Physical partition finally boots
To boot the physical partition, after a lot of trial and errors, I finally managed to get it to boot under the following conditions:
- Set the firmware to EFI, but adding the following line to the
firmware = "efi"
- Use scsi and not
satafor the disk interface – so copying the macOS VM was not such a good idea after all:
scsi0:0.present = "TRUE" scsi0:0.fileName = "PhysicalLinuxPartitions.vmdk" sata0:0.present = "FALSE"
- Wait until network boot fails. Then, and only then, will it attempt to boot from hard disk. I’ve tried to force boot ordering with the following, but it does not seem to help:
bios.bootOrder = "CDROM,hdd,ethernet1" bios.hddOrder = "scsi0:0"

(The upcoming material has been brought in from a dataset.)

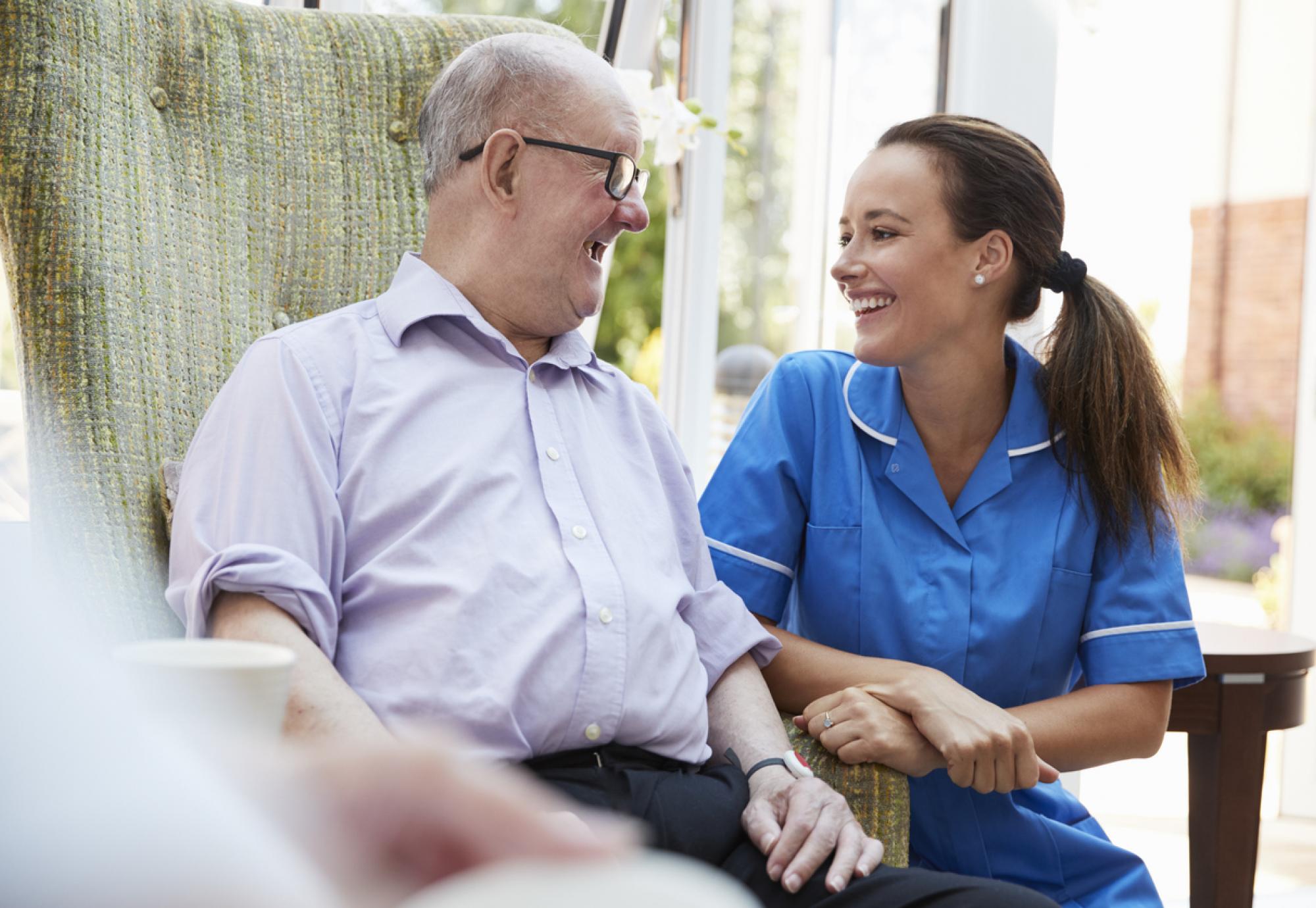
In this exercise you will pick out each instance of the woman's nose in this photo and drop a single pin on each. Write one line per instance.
(847, 268)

- Boot the recovery mode image. The other images (including some I built myself) fail to find the hard disk to boot from, and end up in the dracut emergency shell. I’m a bit puzzled by that, and I want to figure it out. But at least, that gives me a workable physical partition.

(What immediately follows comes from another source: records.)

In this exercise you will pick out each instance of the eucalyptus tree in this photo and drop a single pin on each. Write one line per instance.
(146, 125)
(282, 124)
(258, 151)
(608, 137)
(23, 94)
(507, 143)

I am not sure yet of what prevents graphical mode from booting under VMware. One thing I noticed by
diff-ing a case that boots OK against a case that does not boot is the following line that only shows when it works:
[ 0.000000] Hypervisor detected: VMware
There are more oddities, e.g. what looks like a bad number of CPUs in the case that does not work:
[ 0.000000] ------------[ cut here ]------------ [ 0.000000] WARNING: CPU: 0 PID: 0 at arch/x86/kernel/apic/apic.c:2065 __generic_processor_info+0x28c/0x370 [ 0.000000] Only 63 processors supported.Processor 64/0x80 and the rest are ignored. [ 0.000000] Modules linked in: [ 0.000000] CPU: 0 PID: 0 Comm: swapper Not tainted 4.9.0-rc4+ #24 [ 0.000000] Hardware name: VMware, Inc. VMware Virtual Platform/440BX Desktop Reference Platform, BIOS 6.00 05/20/2014 [ 0.000000] ffffffff81e03cb0 ffffffff8132bb47 ffffffff81e03d00 0000000000000000 [ 0.000000] ffffffff81e03cf0 ffffffff81059c26 0000081100001000 0000000000000040 [ 0.000000] 0000000000000015 0000000000000000 0000000000000000 0000000000000080 [ 0.000000] Call Trace: [ 0.000000]  dump_stack+0x4d/0x66 [ 0.000000]  __warn+0xc6/0xe0 [ 0.000000]  warn_slowpath_fmt+0x4a/0x50 [ 0.000000]  __generic_processor_info+0x28c/0x370 [ 0.000000]  acpi_register_lapic+0x32/0x80 [ 0.000000]  acpi_parse_lapic+0x46/0x4e [ 0.000000]  acpi_parse_entries_array+0xf2/0x14d [ 0.000000]  acpi_table_parse_entries_array+0xae/0xd0 [ 0.000000]  acpi_boot_init+0xdf/0x4a7 [ 0.000000]  ? acpi_parse_x2apic_nmi+0x46/0x46 [ 0.000000]  ? dmi_ignore_irq0_timer_override+0x2e/0x2e [ 0.000000]  setup_arch+0xafa/0xc00 [ 0.000000]  ? printk+0x43/0x4b [ 0.000000]  start_kernel+0x59/0x3c7 [ 0.000000]  x86_64_start_reservations+0x2a/0x2c [ 0.000000]  x86_64_start_kernel+0x178/0x18b [ 0.000000] ---[ end trace 01d8505d0b85a6ae ]---
Indeed, the default kernel configuration limits the number of CPUs to 64, which is good enough for most people, and should not be a problem under VMware. What this seems to tell me is that the ACPI description coming from VMware reports more than 64 CPUs, which is odd (I understand that you reserve a few spares for CPU hotplug, but not zillions). Maybe this is related to Linux not detecting it’s running within a hypervisor.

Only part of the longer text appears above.